“City of Glass” by Paul Auster (post 3): Is the beginning metafiction, postmodernism, or the magical inner world of a writer with multiple personality?
The first novel of Paul Auster’s New York Trilogy begins as the story of a man with multiple personality, which is explicitly described, but unlabeled and unacknowledged as such.
The protagonist, a Mr. Quinn, is described as a “triad of selves” (1, p. 6): 1. Quinn, a writer; 2. William Wilson, the pseudonymous author of Quinn’s detective novels; and 3. Max Work, Wilson’s private-eye narrator. (“William Wilson” was the title character of Edgar Allan Poe’s famous multiple personality story.)
“In the triad of selves that Quinn had become, Wilson served as a kind of ventriloquist, Quinn himself was the dummy, and Work was the animated voice that gave purpose to the enterprise…[Quinn] had, of course, long ago stopped thinking of himself as real.

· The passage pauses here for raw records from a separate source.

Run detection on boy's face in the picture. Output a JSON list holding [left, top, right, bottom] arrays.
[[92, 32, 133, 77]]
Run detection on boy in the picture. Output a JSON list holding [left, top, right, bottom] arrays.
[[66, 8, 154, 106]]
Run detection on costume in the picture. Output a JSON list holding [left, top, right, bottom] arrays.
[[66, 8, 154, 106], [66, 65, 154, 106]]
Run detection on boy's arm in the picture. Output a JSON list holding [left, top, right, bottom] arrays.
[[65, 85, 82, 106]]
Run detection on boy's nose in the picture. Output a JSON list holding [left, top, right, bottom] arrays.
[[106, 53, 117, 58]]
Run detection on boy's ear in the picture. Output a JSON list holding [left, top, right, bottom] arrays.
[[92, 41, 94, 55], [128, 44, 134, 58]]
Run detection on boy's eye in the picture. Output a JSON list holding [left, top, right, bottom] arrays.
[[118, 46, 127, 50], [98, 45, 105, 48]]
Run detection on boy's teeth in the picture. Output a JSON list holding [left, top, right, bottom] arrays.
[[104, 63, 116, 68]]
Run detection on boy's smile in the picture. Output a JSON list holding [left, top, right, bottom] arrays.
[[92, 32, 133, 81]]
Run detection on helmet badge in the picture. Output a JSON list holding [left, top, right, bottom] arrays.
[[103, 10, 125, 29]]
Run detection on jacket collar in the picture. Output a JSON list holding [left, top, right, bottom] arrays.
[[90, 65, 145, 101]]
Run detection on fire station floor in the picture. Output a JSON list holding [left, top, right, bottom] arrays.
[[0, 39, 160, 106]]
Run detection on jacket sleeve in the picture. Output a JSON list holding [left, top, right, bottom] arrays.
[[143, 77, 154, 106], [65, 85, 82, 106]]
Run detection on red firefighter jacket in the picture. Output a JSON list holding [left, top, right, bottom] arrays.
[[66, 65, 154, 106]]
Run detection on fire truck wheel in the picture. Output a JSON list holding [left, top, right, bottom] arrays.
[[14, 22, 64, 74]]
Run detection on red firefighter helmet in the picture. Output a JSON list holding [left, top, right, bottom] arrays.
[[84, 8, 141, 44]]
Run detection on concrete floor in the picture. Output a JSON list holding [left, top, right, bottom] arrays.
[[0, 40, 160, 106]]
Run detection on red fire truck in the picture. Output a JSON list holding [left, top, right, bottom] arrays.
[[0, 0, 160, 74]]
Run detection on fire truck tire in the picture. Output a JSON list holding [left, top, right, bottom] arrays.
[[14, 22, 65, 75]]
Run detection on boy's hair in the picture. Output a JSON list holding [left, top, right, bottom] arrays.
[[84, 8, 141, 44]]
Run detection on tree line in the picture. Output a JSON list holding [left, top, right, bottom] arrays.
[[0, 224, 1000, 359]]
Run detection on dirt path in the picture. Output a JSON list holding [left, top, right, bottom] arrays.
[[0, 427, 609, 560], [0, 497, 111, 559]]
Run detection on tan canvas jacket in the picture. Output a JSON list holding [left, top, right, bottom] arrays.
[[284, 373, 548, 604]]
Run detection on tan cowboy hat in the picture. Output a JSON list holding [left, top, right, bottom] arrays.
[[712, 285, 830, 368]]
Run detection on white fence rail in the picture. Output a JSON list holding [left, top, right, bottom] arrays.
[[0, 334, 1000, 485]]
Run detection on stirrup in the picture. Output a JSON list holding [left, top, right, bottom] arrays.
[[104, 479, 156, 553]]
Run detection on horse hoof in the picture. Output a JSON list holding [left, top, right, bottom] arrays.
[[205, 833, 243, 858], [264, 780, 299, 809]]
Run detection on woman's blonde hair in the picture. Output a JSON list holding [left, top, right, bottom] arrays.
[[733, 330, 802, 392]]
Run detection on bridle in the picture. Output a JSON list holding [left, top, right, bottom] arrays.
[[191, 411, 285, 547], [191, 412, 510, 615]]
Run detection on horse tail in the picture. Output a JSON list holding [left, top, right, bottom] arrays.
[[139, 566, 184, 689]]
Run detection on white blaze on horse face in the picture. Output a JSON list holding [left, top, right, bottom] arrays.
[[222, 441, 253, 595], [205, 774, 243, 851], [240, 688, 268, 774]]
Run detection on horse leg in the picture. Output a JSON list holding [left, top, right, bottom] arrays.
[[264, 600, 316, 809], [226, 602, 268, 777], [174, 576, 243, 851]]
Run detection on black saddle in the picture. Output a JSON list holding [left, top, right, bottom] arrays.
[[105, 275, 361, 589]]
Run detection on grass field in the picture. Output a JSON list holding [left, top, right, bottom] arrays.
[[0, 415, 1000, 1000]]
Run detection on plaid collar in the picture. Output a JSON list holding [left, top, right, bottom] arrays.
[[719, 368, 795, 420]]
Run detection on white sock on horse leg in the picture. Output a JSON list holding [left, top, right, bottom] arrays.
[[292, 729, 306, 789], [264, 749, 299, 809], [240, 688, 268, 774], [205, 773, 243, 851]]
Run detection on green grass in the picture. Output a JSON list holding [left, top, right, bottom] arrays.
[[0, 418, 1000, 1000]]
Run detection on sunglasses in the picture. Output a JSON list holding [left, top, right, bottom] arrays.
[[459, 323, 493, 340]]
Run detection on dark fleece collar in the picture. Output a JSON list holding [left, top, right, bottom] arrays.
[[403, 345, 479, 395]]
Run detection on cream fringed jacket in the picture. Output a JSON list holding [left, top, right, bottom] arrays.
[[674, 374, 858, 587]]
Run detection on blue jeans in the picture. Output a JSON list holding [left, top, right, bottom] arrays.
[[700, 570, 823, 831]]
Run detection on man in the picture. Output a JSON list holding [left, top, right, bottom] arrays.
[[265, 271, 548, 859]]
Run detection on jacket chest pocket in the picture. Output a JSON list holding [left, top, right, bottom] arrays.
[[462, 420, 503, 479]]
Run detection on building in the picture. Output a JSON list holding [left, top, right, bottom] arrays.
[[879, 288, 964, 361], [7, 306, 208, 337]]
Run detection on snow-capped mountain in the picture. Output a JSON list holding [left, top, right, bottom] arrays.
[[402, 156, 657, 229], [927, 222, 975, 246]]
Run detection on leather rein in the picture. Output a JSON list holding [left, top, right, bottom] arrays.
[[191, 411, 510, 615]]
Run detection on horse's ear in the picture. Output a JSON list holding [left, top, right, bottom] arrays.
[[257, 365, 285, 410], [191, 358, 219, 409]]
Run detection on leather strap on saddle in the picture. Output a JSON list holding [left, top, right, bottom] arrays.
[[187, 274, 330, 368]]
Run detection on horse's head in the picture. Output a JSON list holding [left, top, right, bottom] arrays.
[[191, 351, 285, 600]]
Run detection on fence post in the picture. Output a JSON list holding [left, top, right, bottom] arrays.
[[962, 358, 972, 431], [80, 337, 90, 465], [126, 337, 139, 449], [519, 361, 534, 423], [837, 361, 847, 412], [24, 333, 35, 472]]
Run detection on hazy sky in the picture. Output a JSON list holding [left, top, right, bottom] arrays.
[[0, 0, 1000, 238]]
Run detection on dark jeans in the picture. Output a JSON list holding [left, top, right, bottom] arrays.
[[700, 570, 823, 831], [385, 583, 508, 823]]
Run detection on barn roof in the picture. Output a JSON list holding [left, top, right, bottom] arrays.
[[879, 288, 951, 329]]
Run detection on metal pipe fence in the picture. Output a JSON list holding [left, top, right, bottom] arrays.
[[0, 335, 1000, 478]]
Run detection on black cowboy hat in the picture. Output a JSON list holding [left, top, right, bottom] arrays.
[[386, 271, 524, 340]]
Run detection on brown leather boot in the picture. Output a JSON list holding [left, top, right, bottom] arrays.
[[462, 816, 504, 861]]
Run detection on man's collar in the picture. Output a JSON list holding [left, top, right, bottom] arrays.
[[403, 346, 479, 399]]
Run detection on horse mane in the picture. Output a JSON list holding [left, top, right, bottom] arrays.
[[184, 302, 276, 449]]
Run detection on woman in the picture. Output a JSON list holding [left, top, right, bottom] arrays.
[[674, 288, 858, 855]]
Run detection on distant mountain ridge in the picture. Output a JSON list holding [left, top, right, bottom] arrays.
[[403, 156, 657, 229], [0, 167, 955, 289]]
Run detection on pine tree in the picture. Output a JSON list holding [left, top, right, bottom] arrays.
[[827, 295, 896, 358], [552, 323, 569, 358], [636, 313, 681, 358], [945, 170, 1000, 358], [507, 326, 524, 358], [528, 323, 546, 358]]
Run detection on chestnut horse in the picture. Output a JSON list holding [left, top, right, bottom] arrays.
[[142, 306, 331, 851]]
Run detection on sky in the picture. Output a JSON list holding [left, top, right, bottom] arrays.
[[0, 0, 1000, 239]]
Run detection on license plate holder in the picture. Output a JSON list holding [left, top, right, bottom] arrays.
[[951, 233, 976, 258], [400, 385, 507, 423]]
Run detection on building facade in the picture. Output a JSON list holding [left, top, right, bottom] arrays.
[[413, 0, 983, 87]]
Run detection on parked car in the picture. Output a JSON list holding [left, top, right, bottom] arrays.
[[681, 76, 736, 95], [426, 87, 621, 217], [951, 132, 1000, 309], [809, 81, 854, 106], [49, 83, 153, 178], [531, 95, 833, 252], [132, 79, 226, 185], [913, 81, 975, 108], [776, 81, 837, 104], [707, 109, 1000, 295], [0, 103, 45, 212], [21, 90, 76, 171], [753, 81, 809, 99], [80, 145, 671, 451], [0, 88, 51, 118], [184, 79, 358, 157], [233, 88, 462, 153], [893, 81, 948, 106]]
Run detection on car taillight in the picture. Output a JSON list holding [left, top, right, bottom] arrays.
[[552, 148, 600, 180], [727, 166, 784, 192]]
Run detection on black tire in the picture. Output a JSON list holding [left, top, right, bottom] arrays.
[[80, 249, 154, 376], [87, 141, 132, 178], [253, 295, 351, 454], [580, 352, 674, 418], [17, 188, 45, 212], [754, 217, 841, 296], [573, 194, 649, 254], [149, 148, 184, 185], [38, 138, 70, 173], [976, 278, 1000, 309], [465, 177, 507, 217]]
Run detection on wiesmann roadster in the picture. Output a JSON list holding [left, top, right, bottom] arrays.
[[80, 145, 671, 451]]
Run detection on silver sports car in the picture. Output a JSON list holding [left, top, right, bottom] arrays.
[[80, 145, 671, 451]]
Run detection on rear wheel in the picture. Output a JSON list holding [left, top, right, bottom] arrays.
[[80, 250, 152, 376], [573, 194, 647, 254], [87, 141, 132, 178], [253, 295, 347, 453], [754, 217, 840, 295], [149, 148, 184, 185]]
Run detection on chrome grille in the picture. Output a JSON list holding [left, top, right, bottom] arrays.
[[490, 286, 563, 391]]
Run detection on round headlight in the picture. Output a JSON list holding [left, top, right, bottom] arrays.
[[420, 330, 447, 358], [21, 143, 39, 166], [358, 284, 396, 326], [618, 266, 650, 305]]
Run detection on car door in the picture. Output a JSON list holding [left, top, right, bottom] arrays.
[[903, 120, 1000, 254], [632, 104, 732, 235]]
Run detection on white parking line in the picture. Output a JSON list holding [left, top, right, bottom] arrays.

If he lived now in the world at all, it was only at one remove, through the imaginary person of Max Work. His detective necessarily had to be real” (1, pp. 6-9).
At this point, Quinn gets a telephone call from someone asking to speak to “Paul Auster. Of the Auster Detective Agency” (1, p. 7). Quinn decides to pretend that he is Paul Auster and meet with the caller, who hires Quinn to protect a young adult, Peter Stillman, from his father, who had kept Peter in a dark room for most of his early childhood. The father, after thirteen years hospitalization or imprisonment, is about to be set free and return to New York.
So far, the only way I can make sense of this story is to think of all the characters as the alternate personalities of one person. What critics refer to as metafiction or postmodernism seems to me like the creative, magical, inner world of a writer with multiple personality.